Infrastructure Victoria was set up to guide the state’s infrastructure agenda and advise on projects, but chief executive Michael Masson told a parliamentary committee it could only do so when the government asked.

So far, Labor hasn’t asked for advice on the $11 billion Melbourne Metro Rail project, the $5.5 billion Western Distributor, the level crossing removal program, the controversial Skyrail proposal or the need for a potential second container port.

“We’re getting on with building the projects that Victorians voted for, in a more transparent manner than any government before us,” a government spokesman said.

The government decided to start work on its major election promises straight away, rather than waiting a year or two for Infrastructure Victoria to be set up to analyse them.

But neither the Western Distributor nor the details of the Skyrail project were taken to the election – they were announced afterwards.

Labor also promised to ask Infrastructure Victoria to decide whether a second container port should be built near Geelong or in Hastings.

That hasn’t happened yet.

Shadow treasurer Michael O’Brien said Premier Daniel Andrews had been in power for 18 months, and Infrastructure Victoria had been in place since October.
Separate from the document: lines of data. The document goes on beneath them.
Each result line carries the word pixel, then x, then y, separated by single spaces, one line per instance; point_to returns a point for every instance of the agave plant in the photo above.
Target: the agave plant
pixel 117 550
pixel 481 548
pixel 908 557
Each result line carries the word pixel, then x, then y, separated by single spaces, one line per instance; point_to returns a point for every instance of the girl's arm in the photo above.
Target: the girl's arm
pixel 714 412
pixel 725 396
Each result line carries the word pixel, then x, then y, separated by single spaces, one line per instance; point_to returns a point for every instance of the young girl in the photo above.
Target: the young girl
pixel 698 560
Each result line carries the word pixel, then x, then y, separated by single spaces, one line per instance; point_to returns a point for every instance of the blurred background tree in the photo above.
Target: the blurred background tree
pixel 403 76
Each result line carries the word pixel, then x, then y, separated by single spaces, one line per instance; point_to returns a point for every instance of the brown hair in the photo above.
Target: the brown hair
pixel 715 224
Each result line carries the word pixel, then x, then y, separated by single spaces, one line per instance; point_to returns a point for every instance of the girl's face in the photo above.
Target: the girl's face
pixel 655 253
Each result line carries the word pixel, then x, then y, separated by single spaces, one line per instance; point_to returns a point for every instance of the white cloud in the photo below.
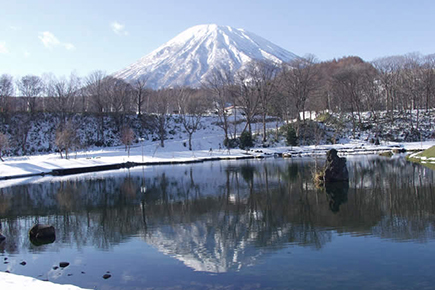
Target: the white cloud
pixel 118 28
pixel 50 41
pixel 3 48
pixel 69 46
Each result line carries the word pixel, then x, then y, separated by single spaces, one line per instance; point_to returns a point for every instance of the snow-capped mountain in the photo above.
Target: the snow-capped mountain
pixel 191 56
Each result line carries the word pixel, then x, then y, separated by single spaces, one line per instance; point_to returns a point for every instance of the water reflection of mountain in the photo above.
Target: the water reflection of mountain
pixel 219 217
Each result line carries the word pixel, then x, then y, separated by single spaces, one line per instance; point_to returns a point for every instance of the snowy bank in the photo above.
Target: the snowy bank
pixel 173 153
pixel 17 282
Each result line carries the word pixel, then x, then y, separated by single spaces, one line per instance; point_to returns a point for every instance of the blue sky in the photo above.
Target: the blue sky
pixel 61 36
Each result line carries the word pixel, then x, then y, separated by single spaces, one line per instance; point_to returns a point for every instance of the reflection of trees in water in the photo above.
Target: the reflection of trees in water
pixel 255 207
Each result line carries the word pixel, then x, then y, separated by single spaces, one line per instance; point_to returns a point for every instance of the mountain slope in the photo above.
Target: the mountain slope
pixel 192 55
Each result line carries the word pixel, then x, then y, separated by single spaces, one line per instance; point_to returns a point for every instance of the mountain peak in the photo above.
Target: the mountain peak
pixel 192 55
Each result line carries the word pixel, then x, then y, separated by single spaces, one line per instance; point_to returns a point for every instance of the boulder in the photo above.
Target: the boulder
pixel 335 168
pixel 337 193
pixel 41 234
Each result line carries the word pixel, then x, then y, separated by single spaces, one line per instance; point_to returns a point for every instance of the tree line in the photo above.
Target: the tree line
pixel 260 90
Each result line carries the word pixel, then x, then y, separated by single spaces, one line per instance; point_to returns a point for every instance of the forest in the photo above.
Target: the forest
pixel 399 86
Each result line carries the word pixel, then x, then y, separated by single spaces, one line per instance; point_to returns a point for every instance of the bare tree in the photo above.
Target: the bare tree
pixel 247 97
pixel 389 71
pixel 4 144
pixel 66 138
pixel 94 89
pixel 218 85
pixel 63 93
pixel 127 138
pixel 300 79
pixel 6 91
pixel 428 78
pixel 192 106
pixel 161 104
pixel 141 95
pixel 263 78
pixel 30 88
pixel 119 95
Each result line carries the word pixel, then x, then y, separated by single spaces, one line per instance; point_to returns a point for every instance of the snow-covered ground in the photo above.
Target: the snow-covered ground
pixel 17 282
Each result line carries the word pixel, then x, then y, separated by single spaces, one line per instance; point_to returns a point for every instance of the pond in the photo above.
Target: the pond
pixel 251 224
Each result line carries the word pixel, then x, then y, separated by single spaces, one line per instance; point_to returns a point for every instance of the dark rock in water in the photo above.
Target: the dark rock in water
pixel 335 168
pixel 377 141
pixel 337 193
pixel 41 234
pixel 42 231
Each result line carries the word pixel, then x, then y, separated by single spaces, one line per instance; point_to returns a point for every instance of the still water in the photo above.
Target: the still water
pixel 255 224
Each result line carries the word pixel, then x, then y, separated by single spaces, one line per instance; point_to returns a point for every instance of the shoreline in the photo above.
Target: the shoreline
pixel 114 158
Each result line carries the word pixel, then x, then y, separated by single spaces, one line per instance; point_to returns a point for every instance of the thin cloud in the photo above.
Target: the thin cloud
pixel 118 28
pixel 50 41
pixel 3 48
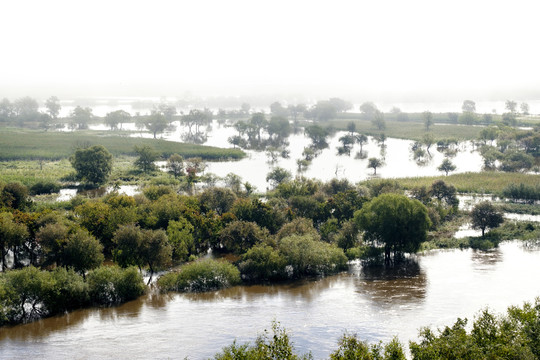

“If Daniel Andrews believed in his infrastructure projects, why not submit them to Infrastructure Victoria? Why keep this watchdog muzzled?” Mr O’Brien told reporters.

“He’s now deliberately kept this body away from all his major projects.”

Victoria did send details of the Melbourne Metro, Murray Basin Rail and Western Distributor to Infrastructure Australia for analysis.

But while Infrastructure Australia can assess projects it thinks are needed, Infrastructure Victoria has to wait for the government to refer them.

The body costs $10 million a year and staff are working on a 30-year infrastructure strategy.